1) It is possible to logically insert other files during analysis by
use of an INCLUDE statement. INCLUDE statements were, at one time,
valid Express. However, they are not currently. It is best to think
of them as a preprocessing phase of the implementation that has
nothing to do with the language proper.
(With that in mind...) INCLUDE statements can appear outside a schema
or at the top-level of a schema. Included files are not restricted to
including schemas, but may include, for example, a set of entities, a
rule, etc. For example:
INCLUDE 'schema-file.exp';
2) Referencing a schema that is not defined in the file (or included
from another file) causes fedex to search for a file with the same
name as the schema with a ".exp" extension in the directories named by
the environment variable EXPRESS_PATH. For example, in the C-shell,
you could say:
setenv EXPRESS_PATH "~pdes/data/part42 ~pdes/data/part202"
In order to facilitate this, I recommend that all schema files have
symbolic links created to them by the names of any schemas within that
are likely to be externally referenced from them. Stable schemas may
have symbolic links placed in a directory of stable part files, while
unstable schemas should be referenced from a specific part directory.
For example, imagine that the directory for stable schemas is
~pdes/data/schemas/standard while, part 202 is still undergoing
evolution. In this case, the appropriate command might be:
setenv EXPRESS_PATH "~pdes/schemas/part42 \
~pdes/schemas/standard"
If not set, the default path of "." (the current directory) is used.
======================================================================
The old "warning" kludgery is gone. It has been replaced by several
routines in the ERROR package including
ERRORcreate_option
ERRORset_option
ERRORset_all_options
To associate an option string with a particular error, call
ERRORcreate_option.
ERRORcreate_option("subtypes",ERROR_missing_subtype);
To actually set or unset an option, it suffices to say:
ERRORset_option(sc_optarg,set);
where set is a true/false value. This is especially convenient with
getopt, since you can use the same code to set or unset an option just
by testing the option letter inside of the 'set' argument. I.e.
ERRORset_option(sc_optarg,c == 'w');
To print all the options out, say:
LISTdo(ERRORoptions, opt, Error_Option *)
fprintf(stderr,"%s\n",opt->name);
LISTod
======================================================================
Fedex has been changed to print errors immediately rather than
buffering them up and sorting them by line number.
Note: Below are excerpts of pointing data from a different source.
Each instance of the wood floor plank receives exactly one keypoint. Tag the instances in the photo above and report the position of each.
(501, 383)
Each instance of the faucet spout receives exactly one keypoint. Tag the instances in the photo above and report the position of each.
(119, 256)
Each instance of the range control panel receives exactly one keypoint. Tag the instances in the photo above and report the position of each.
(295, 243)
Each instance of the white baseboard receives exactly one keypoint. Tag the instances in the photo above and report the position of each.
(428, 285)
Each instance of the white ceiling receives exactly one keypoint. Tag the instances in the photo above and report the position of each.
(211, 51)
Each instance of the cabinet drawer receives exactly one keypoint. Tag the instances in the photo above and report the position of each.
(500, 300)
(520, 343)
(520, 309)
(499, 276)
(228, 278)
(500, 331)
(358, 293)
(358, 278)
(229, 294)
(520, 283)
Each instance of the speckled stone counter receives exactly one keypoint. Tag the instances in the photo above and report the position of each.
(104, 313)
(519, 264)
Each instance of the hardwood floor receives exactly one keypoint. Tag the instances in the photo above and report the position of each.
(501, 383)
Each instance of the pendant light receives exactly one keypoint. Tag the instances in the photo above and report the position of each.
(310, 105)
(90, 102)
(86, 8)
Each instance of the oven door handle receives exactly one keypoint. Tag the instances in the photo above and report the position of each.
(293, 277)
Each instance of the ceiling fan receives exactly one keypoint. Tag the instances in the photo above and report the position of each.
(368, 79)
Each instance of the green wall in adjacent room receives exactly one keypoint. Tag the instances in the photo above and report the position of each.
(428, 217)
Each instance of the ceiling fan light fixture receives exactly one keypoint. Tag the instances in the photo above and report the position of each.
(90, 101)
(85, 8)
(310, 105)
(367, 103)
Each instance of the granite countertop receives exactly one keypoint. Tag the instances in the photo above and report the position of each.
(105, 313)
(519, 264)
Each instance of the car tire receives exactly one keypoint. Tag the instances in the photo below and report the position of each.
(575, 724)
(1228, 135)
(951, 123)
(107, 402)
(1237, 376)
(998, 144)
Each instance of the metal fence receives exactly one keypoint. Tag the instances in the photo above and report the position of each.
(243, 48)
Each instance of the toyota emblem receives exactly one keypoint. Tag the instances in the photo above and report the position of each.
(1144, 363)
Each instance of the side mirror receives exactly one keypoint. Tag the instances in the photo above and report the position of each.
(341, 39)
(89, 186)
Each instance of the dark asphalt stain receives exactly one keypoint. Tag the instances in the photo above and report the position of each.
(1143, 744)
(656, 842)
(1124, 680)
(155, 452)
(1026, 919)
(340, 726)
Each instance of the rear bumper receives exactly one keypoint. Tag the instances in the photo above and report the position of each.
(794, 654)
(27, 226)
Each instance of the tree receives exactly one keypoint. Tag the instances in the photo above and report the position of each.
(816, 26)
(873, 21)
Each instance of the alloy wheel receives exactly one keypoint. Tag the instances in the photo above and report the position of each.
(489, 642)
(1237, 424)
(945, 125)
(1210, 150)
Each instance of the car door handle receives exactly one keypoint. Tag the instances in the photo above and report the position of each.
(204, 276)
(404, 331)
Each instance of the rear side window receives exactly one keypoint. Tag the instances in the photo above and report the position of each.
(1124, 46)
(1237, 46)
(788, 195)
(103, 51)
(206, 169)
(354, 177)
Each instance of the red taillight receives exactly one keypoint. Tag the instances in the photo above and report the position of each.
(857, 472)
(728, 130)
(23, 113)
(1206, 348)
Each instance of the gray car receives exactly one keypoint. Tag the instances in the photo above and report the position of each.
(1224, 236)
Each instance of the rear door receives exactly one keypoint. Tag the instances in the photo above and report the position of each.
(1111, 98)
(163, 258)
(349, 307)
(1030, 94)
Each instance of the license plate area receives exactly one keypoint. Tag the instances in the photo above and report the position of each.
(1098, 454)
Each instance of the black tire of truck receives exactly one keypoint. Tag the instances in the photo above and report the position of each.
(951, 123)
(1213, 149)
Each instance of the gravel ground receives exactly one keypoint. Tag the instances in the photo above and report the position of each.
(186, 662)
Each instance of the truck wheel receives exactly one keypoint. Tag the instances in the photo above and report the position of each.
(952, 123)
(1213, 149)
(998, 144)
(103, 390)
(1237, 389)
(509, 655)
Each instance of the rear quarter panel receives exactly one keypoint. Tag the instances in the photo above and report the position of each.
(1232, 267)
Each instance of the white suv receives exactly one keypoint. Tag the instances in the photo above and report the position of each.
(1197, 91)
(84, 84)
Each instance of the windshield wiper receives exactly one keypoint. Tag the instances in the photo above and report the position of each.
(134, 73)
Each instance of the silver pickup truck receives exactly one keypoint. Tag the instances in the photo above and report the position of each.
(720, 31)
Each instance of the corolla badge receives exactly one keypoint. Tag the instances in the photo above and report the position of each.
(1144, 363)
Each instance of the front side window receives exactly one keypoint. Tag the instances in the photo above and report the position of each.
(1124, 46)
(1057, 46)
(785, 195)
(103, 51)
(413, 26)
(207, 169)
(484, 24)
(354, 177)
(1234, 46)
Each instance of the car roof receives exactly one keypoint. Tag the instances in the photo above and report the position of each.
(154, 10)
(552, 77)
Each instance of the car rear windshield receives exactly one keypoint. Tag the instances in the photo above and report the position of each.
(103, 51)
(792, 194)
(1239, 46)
The underlying
function to toggle this is defined as follows:
ERRORbuffer_messages(boolean);
While the buffering code has been speeded up (it used to call two
extra processes, now it doesn't call any), I see little point to
sorting by line numbers. The order in which diagnostics are presented
to the user are the order in which problems should be resolved. I.e.,
a missing schema will be detected immediately, and will cause many
spurious errors.
======================================================================
The error routines have been beefed up in other ways as well,
especially for robustness. For example, if an internal or operating
system error occurs, a strong attempt is made to produce all previous
diagnostics, rather then just dumping core.
The main entry for reporting errors was changed from
ERRORreport_with_line to ERRORreport_with_symbol.
ERRORreport_with_line still exists for programs that don't know
anything about symbols (in which case, we guess at the information).
Rational: This was a necessary change in order to provide diagnostics
with filenames. The symbol abstraction itself also had to be
augmented with filenames.
======================================================================
The error messages are formatted a little differently so that the
default Emacs compile bindings can automatically read in and position
the appropriate Express file and display the error at the same time.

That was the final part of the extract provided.